A Russian fitness coach’s rescue attempt of a friend trapped in churning Mediterranean waters turned deadly after both were swept out to sea—as the entire tragedy unfolded on video, captured by the coach’s distressed wife.
The horrifying footage subsequently went viral on Russian social media, even as the coach’s family has been scrambling to secure permission to travel to Spain for his cremation.
On Sept. 23, Daniil Gagarin, 30, traveled to a stretch of jagged cliffs known as La Zorra cove along the Costa Blanca with his wife, Darya Gagarina, and a woman they were friendly with, Finnish fitness instructor Emma Mönkkönen.
The video that Gagarina, 24, shot had been meant to capture the group’s cliff-diving feats. Instead, it became a terrifying chronicle of Gagarin and Mönkkönen’s final moments.
In it, the 24-year-old Mönkkönen can be seen launching herself off a cliffside into the rough sea below. Her attempt to clamber out of the water is interrupted by a monster wave, which rips her off the rocks.

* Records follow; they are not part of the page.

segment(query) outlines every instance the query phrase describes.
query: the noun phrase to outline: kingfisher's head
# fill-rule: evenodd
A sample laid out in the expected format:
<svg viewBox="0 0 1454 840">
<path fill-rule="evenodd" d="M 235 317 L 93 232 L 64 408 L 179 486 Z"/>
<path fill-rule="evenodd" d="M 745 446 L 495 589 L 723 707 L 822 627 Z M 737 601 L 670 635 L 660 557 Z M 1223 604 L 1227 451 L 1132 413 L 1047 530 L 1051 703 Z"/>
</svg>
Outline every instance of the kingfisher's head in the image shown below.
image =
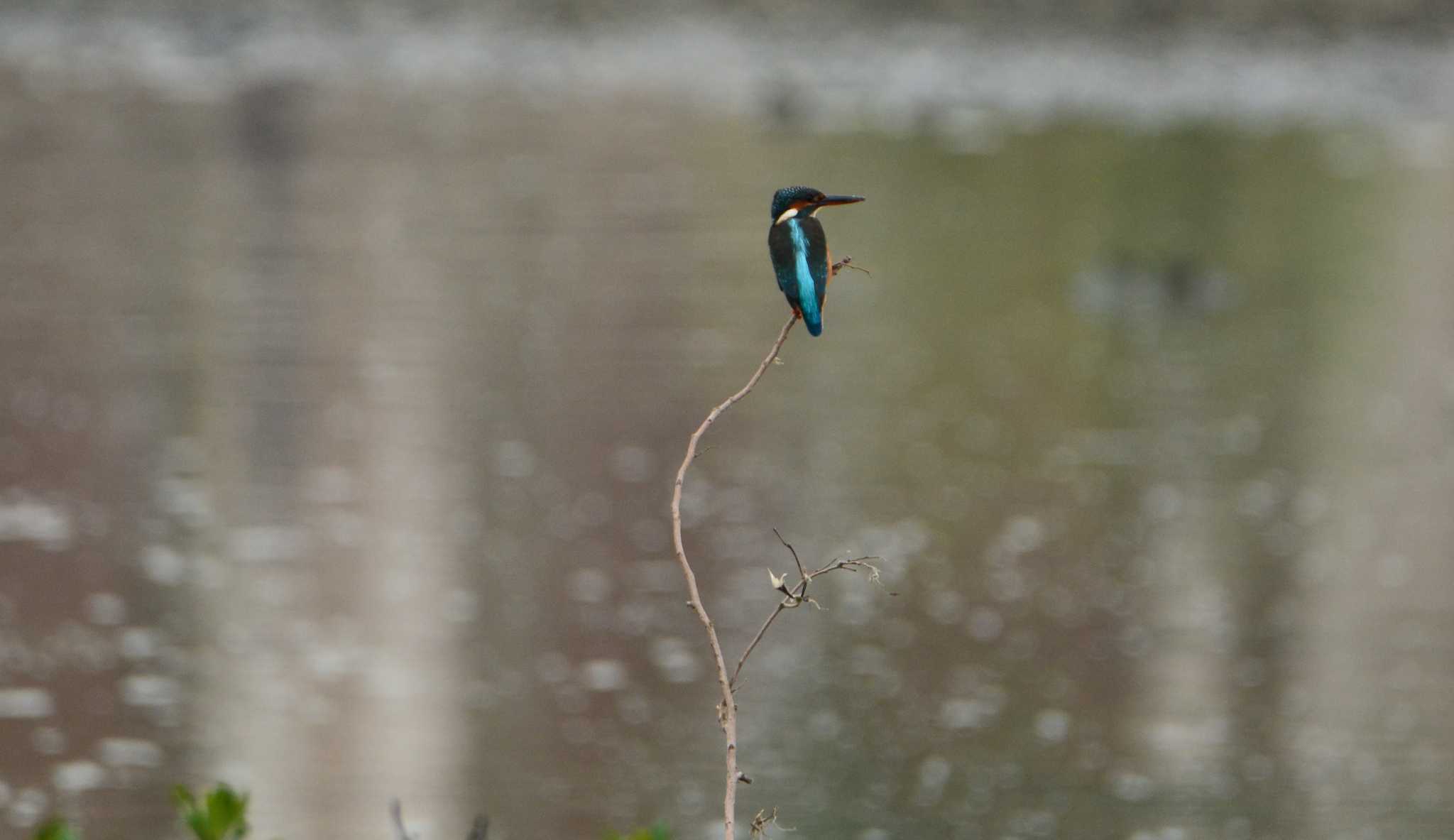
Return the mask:
<svg viewBox="0 0 1454 840">
<path fill-rule="evenodd" d="M 803 214 L 813 215 L 819 208 L 836 203 L 853 203 L 864 201 L 861 195 L 824 195 L 823 190 L 810 186 L 785 186 L 772 193 L 772 224 L 781 224 Z"/>
</svg>

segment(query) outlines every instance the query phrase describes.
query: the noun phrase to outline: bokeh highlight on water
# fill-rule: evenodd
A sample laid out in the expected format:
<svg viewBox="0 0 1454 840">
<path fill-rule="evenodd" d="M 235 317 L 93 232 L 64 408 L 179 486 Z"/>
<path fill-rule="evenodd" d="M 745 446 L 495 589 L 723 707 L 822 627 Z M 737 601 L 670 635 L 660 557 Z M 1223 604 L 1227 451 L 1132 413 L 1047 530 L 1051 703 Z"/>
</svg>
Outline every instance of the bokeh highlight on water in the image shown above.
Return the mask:
<svg viewBox="0 0 1454 840">
<path fill-rule="evenodd" d="M 913 96 L 726 73 L 714 108 L 564 49 L 167 86 L 45 32 L 0 74 L 0 837 L 164 834 L 214 779 L 269 837 L 379 834 L 395 795 L 430 837 L 701 834 L 666 498 L 785 315 L 792 182 L 869 196 L 823 217 L 872 276 L 712 429 L 686 541 L 730 650 L 772 528 L 884 583 L 824 580 L 749 664 L 746 814 L 1454 831 L 1445 55 L 1233 51 L 1287 87 L 1125 71 L 1061 109 L 1054 71 L 974 99 L 926 52 Z M 1390 54 L 1402 97 L 1296 94 Z"/>
</svg>

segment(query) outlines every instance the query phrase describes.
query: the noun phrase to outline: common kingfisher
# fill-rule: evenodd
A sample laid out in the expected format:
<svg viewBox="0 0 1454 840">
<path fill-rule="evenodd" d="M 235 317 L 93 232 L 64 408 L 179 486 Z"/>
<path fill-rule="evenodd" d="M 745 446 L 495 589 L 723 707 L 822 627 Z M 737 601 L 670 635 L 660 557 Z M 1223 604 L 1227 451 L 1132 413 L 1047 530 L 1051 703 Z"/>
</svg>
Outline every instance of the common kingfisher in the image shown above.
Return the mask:
<svg viewBox="0 0 1454 840">
<path fill-rule="evenodd" d="M 813 215 L 830 205 L 861 201 L 861 195 L 824 195 L 810 186 L 785 186 L 772 193 L 772 227 L 768 228 L 772 270 L 788 305 L 803 318 L 811 336 L 823 333 L 823 298 L 833 279 L 827 235 Z"/>
</svg>

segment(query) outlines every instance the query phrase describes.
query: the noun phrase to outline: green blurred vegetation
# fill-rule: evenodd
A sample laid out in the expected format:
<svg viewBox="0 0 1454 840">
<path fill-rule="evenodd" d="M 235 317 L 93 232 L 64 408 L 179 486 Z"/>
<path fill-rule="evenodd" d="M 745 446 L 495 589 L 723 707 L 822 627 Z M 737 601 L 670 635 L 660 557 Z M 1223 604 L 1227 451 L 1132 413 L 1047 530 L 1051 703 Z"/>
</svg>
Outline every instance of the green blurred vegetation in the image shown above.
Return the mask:
<svg viewBox="0 0 1454 840">
<path fill-rule="evenodd" d="M 672 833 L 666 830 L 666 825 L 657 823 L 650 828 L 637 828 L 630 834 L 611 831 L 606 834 L 606 840 L 672 840 Z"/>
<path fill-rule="evenodd" d="M 183 785 L 172 791 L 177 815 L 196 840 L 243 840 L 247 836 L 247 793 L 218 783 L 201 799 Z M 35 840 L 80 840 L 65 820 L 52 817 L 35 831 Z"/>
</svg>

Gagarina, holding the camera, swears multiple times in Russian. Gagarin reassures her that he’ll rescue Mönkkönen. He jumps into the ocean and struggles over to the Finn, somehow managing to propel both of them onto a rock as the waves crash around them.
At one point, Gagarina appears to climb down to the waterline, extending a hand and saying, “Danila, I’m coming!” and “Hold on to her!”
The rescue attempt goes sour quickly. The waves rise, and in the footage Darya can be heard pulling back and screaming in Russian, “A huge wave is coming… Fuck! Hold her!”
When the wave recedes, pulling Gagarin and Mönkkönen from view, Darya shrieks out, crying, “Danny! Fuck! Danila, no!”
Mönkkönen’s body was pulled out of the water nearly two miles away. Gagarin’s was recovered the following day by a search-and-rescue team.
The shocking footage began circulating widely across the messaging app Telegram on Monday.
Gagarin and his wife had moved to Spain three years ago from Odintsovo, a suburb of Moscow. They both worked as fitness trainers in the city of Torrevieja.
Mönkkönen, according to her social media profiles, came to the Alicante province of Spain from Helsinki. She taught yoga and aquagym, and senior fitness classes her company called “granny exercise.”
Before Mönkkönen’s fatal leap, a male figure, likely Gagarin, can be seen in Gagarina’s video, performing a similar stunt. He makes it successfully out of the water, to whoops and cheers from those watching from the rocks.
Cliff-diving was a regular habit of his, according to friends. “Danya jumped from that cliff every summer like a man possessed,” one named Artyom told the Russian tabloid Komsomolskaya Pravda. “He took the risk, but he liked that adrenaline.”
A client of Gagarin’s also told KP that he would film his jumps and show them off to his trainees.
“Danila was a professional sportsman, and his wife Dasha as well,” Elena Gagarina, Gagarin’s mother and an artist, told Russian news station REN TV. “They are both fitness trainers, so they were always testing their strength and capabilities.”
Elena went on to say that the family was trying to secure emergency visas to get to Spain before her son’s cremation, planned for the last day of September. Some of the ashes will be scattered at sea; the rest will be split between Gagarina and the family, who will take their portion back to Russia.
“Danila was a man of the sea,” Gagarin’s mother said in the interview.
Complicating that plan has been the worry that the family’s vaccinations, likely the Russian-made Sputnik V, will be rejected by Spanish authorities.
“Our vaccines aren’t accepted there,” Elena told the Russian tabloid Moskovsky Komsomolets, without naming which kind she had received. “We’re like outcasts.”